Secretary of State Jena Griswold made her way through the Western Slope this week, stopping in Montrose late Tuesday afternoon to discuss her re-election campaign and voter access information.
Griswold recently filed a lawsuit to remove Mesa County’s Clerk and Recorder Tina Peters from the upcoming election following a security breach in May’s election.
Griswold reviewed the case, explaining that the county clerk’s office “misled” the secretary’s office when state officials were performing routine upgrades to equipment. Peter’s office claimed someone in the election room was an authorized employee who wasn’t actually permitted in the room.
“The only people allowed in the room are people who have been background checked and are an employee of my office. So the clerk allowed a third party who was not an employee, that we do not believe was background checked, into a secure upgrade,” said Griswold of the ongoing situation.
Mesa County already replaced the 41 Dominion voting machines required to be swapped out in case they were compromised. Griswold added that the individual took the passwords specific to that county, as well as copies of the equipment hard drive from the server, and posted them online.
The judge overseeing the case said Tuesday that there will be a decision before mid-October, just in time for the Nov. 2 election.
The Secretary of State department’s priorities are currently focused on “protecting democracy” and safe elections.
“Since I’ve been Secretary of State, I was able to lead the largest democracy reform in the nation in 2019, and a lot of those reforms have led to increased access for Colorado voters,” Griswold continued. “We’ve increased drop boxes by 55% and added 42 new voting centers.”
Voting access and education play a significant role in the secretary’s platform goals.
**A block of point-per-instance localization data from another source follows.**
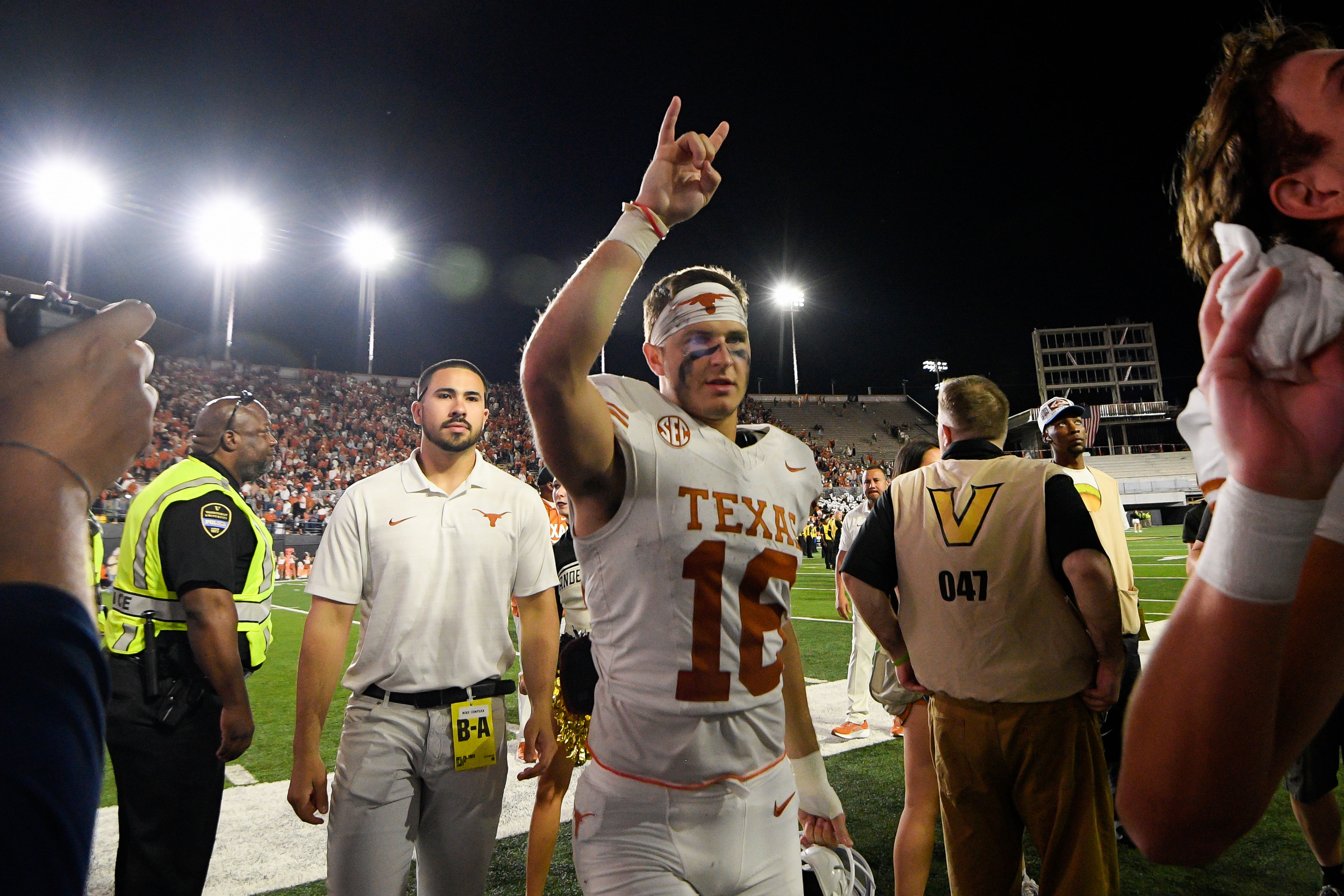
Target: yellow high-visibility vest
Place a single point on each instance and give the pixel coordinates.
(140, 587)
(96, 553)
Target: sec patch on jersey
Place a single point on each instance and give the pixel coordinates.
(215, 519)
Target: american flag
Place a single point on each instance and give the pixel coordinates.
(1092, 424)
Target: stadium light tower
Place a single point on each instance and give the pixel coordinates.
(937, 368)
(230, 234)
(70, 194)
(791, 297)
(370, 248)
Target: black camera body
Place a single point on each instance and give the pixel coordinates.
(29, 318)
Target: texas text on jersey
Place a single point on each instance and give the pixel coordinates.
(688, 586)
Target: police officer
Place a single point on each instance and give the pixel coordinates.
(190, 620)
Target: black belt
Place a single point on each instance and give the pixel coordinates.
(432, 699)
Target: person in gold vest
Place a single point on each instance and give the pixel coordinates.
(190, 618)
(1009, 616)
(1062, 430)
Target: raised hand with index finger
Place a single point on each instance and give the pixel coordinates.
(682, 179)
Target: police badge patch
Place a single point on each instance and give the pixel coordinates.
(215, 519)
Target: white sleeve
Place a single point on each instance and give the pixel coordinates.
(338, 571)
(847, 535)
(535, 570)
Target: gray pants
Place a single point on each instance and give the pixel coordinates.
(397, 796)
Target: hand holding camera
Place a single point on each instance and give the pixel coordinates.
(80, 394)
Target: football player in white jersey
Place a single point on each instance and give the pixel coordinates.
(685, 524)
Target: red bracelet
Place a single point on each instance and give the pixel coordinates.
(654, 222)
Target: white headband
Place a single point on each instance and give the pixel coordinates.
(695, 304)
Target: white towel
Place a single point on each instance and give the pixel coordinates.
(1307, 314)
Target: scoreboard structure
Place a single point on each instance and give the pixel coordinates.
(1113, 364)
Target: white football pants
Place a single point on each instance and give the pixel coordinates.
(863, 644)
(733, 839)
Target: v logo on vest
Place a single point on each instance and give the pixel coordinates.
(960, 531)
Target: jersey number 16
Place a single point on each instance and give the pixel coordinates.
(705, 682)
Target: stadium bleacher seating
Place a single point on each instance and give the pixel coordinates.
(1156, 473)
(865, 425)
(335, 429)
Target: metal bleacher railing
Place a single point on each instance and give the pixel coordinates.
(1101, 450)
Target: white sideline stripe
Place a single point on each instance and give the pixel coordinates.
(238, 777)
(261, 846)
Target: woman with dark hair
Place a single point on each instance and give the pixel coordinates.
(912, 854)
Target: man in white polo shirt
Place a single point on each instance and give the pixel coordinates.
(863, 644)
(431, 551)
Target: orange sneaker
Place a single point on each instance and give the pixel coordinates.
(848, 731)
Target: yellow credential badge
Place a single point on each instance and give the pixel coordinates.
(473, 735)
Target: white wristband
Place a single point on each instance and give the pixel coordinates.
(816, 796)
(1257, 545)
(639, 229)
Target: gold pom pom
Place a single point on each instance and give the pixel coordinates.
(570, 730)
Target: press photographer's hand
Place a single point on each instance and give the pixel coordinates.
(80, 393)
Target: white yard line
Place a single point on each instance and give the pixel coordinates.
(281, 606)
(238, 777)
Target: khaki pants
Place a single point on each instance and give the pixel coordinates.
(1004, 768)
(396, 796)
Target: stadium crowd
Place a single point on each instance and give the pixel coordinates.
(335, 429)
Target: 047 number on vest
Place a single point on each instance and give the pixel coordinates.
(972, 585)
Since her installment in 2019, Griswold has guaranteed access to either a drop box or voting center on all public universities and tribal lands, as well as automatic voter registration.
The department recently passed various legislation during the last legislative session, with bipartisan support, to increase cybersecurity and access for election season.
“So we just keep on moving forward and making sure we’re pushing back on the attacks on democracy that we’re currently seeing,” Griswold said.
Fighting misinformation is a primary concern for the secretary, which she says has reached a troubling point, particularly following the Mesa County lawsuit. She cited the 2020 election as a major success in Colorado, with a record voter turnout than in any election in the state’s history.
The record was underscored more by its occurrence during the pandemic on a nationwide level, with higher turnouts from both Democrats and Republicans. Griswold noted that Chris Krebs, the former director of the Cybersecurity and Infrastructure Security Agency for the Department of Homeland Security through 2020 called the election the “most secure in our history.”
“We’ve seen across the nation this year 500 bills to suppress the vote,” said Griswold. “We’ve seen threats against election officials and just in general, but predominantly women secretaries of state and election workers across the nation.”
Griswold referred to recent threats of violence and death and her denied request for private security. She clarified that the Ethics Commission didn’t say she shouldn’t have security, but that the state should pay for the expense. For now, the department is working with stakeholders on a solution that will “make sure elected officials can do their jobs,” as well as potentially include legislation next year related to security. The Secretary aims to lead the charge to eliminate barriers, old and new, so another generation of women can be elected to more offices.
These barriers extend to everyone, though, regardless of rich or poor or skin color, the Secretary prioritizes voting access. As someone who grew up in rural Colorado with a mother who worked two jobs, Griswold is personally invested in voting access.
The secretary’s office is currently working on a “pretty big” legislative agenda that has not yet been announced, said Griswold, adding that they will continue to fight to ensure open access with increased security. She described Colorado as the gold standard for both, her office additionally establishing a unit to combat foreign disinformation in 2020 that is being considered a model for other states to replicate.
Colorado has 16 forms of accepted identification under its voter ID law, including verified signatures on the back of mailed ballots.
“We have a voter verified paper ballot, which means that a hacker can’t hack the election,” said Griswold. “We do something afterwards called a Bipartisan Risk Limiting Audit to ensure that the tabulation is correct and we can bind to a statistical degree of certainty that the election was correct and that’s why we have such high confidence.”
The secretary’s office continuously works with all counties to ensure they have resources needed, according to the state official. The department works with the Department of Homeland Security, the FBI and the counties, as well as hosting events that simulate election disasters with several counties in attendance.
Griswold anticipates more “insider threats” across the nation, adding her concern for individuals elected to oversee democracy deciding to “risk the integrity of an election system.”
We need election officials who believe in facts and democracy, in the will of the voter and who will do the right thing regardless of the outcome of the race, Griswold said.
Griswold is up for re-election on Nov. 2, 2022.
Cassie Knust is a staff writer for the Montrose Daily Press.